Wednesday, April 16, 2008

Who makes a book?

Late last week Book Business announced that a "Community-Sourced Book Publisher Launched" called WEbook, kind of a fiction-focused Wikipedia for-profit. As I scrolled through the proposals, I was reminded of another article in CTIAdvertising, When Did It Bekome Acxeptable to Spell Incuhrrectly? WEbook admits that they want to do for book publishing what "American Idol did for music." So, the WEbook "active projects"/proposals section is obviously the humiliation part of the program, where people who should be learning how to use their spell check are instead learning how to use WEbook, convinced they can write a book without knowing how to write a sentence.

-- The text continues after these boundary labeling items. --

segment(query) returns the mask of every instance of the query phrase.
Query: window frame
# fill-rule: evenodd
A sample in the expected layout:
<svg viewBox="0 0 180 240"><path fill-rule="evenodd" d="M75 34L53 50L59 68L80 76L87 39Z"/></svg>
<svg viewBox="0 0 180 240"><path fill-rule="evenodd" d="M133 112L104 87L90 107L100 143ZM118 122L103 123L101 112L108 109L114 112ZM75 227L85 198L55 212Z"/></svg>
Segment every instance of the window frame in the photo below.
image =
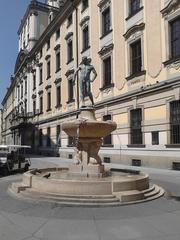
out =
<svg viewBox="0 0 180 240"><path fill-rule="evenodd" d="M134 119L132 116L133 114L134 115L136 114ZM143 145L142 118L143 118L142 108L136 108L136 109L130 110L130 145L135 145L135 146Z"/></svg>
<svg viewBox="0 0 180 240"><path fill-rule="evenodd" d="M49 111L51 111L51 105L52 105L52 100L51 100L51 91L50 90L48 90L47 91L47 112L49 112Z"/></svg>
<svg viewBox="0 0 180 240"><path fill-rule="evenodd" d="M107 14L108 12L108 23L107 23L107 16L105 14ZM111 7L108 6L105 9L103 9L103 11L101 12L101 38L108 35L111 31L112 31L112 23L111 23ZM106 26L108 26L108 28L106 29Z"/></svg>

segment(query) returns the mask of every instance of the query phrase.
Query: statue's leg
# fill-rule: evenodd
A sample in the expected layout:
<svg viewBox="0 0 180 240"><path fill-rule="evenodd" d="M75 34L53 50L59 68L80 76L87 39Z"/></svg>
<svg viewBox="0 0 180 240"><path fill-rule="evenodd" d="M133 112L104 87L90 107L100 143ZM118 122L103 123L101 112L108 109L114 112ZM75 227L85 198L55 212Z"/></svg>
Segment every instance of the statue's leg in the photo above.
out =
<svg viewBox="0 0 180 240"><path fill-rule="evenodd" d="M86 83L86 91L87 91L87 94L89 96L89 99L91 100L92 105L94 106L94 100L93 100L93 95L92 95L92 92L91 92L91 83L90 83L90 81L88 81Z"/></svg>
<svg viewBox="0 0 180 240"><path fill-rule="evenodd" d="M82 106L84 106L84 92L85 92L85 84L83 81L80 81L80 98L81 98L81 102L82 102Z"/></svg>

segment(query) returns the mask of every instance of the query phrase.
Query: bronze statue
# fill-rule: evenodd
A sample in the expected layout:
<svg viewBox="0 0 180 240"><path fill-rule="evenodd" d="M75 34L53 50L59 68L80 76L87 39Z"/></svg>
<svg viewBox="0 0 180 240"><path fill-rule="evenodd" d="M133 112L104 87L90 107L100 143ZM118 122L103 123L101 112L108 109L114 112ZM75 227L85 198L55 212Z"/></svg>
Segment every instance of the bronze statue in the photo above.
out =
<svg viewBox="0 0 180 240"><path fill-rule="evenodd" d="M91 63L90 58L83 57L82 62L80 63L78 69L76 70L76 72L74 74L74 81L75 81L75 78L76 78L78 72L80 72L80 78L79 78L79 80L80 80L80 98L82 101L82 106L85 106L84 99L86 96L89 97L89 99L91 100L92 106L94 106L93 95L91 92L91 82L93 82L96 79L97 72L96 72L94 66L91 65L90 63ZM92 79L91 79L91 72L93 73Z"/></svg>

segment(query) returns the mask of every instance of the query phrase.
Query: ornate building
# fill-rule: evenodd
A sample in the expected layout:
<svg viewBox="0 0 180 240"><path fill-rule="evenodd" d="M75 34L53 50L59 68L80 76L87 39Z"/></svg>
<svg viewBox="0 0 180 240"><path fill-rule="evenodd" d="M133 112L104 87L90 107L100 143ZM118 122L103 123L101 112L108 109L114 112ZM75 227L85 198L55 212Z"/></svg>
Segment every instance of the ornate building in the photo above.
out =
<svg viewBox="0 0 180 240"><path fill-rule="evenodd" d="M180 1L31 1L2 102L4 142L71 158L61 123L76 118L74 72L98 73L97 119L116 121L104 161L171 168L180 153ZM87 98L87 103L88 103Z"/></svg>

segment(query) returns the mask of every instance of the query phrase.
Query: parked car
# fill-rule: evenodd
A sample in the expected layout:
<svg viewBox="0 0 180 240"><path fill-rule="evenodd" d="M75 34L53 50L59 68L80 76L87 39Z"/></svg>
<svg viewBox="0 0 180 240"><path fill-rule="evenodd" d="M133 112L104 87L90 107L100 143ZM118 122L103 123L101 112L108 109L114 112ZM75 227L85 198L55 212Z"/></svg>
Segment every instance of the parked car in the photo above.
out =
<svg viewBox="0 0 180 240"><path fill-rule="evenodd" d="M14 171L28 171L31 165L27 156L30 146L0 145L0 175L6 176Z"/></svg>

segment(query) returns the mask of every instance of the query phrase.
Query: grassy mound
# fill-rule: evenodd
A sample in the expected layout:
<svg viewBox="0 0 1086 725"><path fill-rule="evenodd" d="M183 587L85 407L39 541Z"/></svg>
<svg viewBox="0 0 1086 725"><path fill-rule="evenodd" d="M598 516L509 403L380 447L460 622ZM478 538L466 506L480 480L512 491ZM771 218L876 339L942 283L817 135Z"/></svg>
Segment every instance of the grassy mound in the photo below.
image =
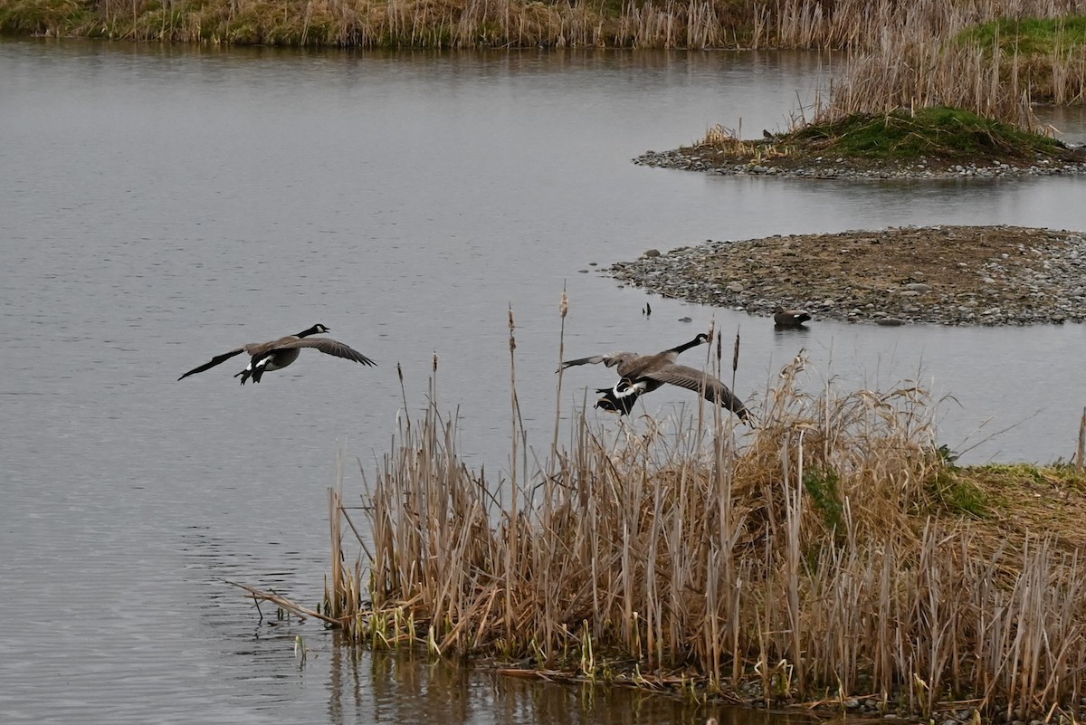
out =
<svg viewBox="0 0 1086 725"><path fill-rule="evenodd" d="M914 113L854 114L805 126L781 142L809 153L887 161L1033 162L1038 155L1058 156L1063 151L1055 139L946 106L917 109Z"/></svg>
<svg viewBox="0 0 1086 725"><path fill-rule="evenodd" d="M854 113L816 120L785 133L743 140L723 126L709 129L693 149L699 158L720 166L759 165L785 170L810 168L831 160L858 170L912 168L933 171L955 165L1028 167L1044 163L1082 163L1081 151L1047 136L970 111L947 106L899 109L893 113Z"/></svg>

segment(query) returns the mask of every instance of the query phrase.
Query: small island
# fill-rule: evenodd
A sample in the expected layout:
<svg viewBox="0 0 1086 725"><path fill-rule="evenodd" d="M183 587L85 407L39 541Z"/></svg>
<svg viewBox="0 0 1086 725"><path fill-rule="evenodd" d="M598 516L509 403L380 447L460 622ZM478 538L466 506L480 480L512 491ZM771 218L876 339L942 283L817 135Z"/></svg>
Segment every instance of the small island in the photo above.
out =
<svg viewBox="0 0 1086 725"><path fill-rule="evenodd" d="M715 126L705 139L634 158L722 175L817 179L946 179L1086 173L1086 150L946 106L854 113L743 140Z"/></svg>
<svg viewBox="0 0 1086 725"><path fill-rule="evenodd" d="M902 325L1086 319L1086 236L1023 227L904 227L652 250L609 272L666 297L771 316Z"/></svg>

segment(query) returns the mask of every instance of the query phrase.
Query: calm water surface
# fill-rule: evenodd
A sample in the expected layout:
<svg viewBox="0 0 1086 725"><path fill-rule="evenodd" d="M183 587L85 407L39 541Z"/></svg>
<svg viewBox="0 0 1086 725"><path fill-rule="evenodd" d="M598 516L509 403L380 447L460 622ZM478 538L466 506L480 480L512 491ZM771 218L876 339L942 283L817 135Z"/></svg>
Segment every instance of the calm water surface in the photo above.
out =
<svg viewBox="0 0 1086 725"><path fill-rule="evenodd" d="M704 718L656 698L351 657L314 624L269 621L267 607L261 621L225 583L319 598L337 455L372 471L400 411L425 408L434 354L465 455L507 468L510 307L522 415L545 448L564 285L570 355L655 351L715 319L742 333L736 389L755 406L806 347L811 390L919 378L952 395L939 437L967 460L1070 456L1086 404L1078 326L779 335L655 297L645 319L644 293L597 271L705 239L1086 229L1072 179L813 183L630 163L715 123L782 127L820 72L817 55L774 53L0 41L0 333L15 342L0 378L3 722ZM1052 119L1086 140L1081 113ZM310 354L258 386L239 386L232 360L176 381L315 322L380 367ZM609 376L568 376L564 415ZM661 415L690 402L654 398ZM358 473L346 487L361 489ZM313 649L304 667L296 634Z"/></svg>

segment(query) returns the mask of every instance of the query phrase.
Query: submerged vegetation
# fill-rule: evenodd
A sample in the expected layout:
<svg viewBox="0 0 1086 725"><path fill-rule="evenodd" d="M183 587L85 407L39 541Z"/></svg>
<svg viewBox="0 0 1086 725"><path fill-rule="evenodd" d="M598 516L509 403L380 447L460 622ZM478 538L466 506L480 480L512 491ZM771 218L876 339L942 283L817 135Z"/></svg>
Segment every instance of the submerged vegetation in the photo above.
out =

There is something of an "ivy-league" and cliquish mentality in publishing, whether it is academic publishing or, from what I have read and heard from published fiction authors, literature, or even mass-market. There has also been a process to getting published which isn't completely dependent on breaking in to the clique. It's largely dependent on learning to write so that someone wants to read it.

Which brings me to this NYTimes article, "He Wrote 200,000 Books (but Computers Did Some of the Work). Did he "write" the books? I don't think so. He wrote the code that wrote the books. Because Google writes the algorithms that compile the data about websites doesn't mean that they wrote the data. He compiled the books. So, he's an author without being a writer.

Both these publishing models produce commodified books. Books-by-the-pound, at some point probably worth less than the value of the recyclable paper they are printed on. I don't think the models are inherently bad, but there is something shifty about their implementation. I think if P.T. Barnum were alive, he would approve.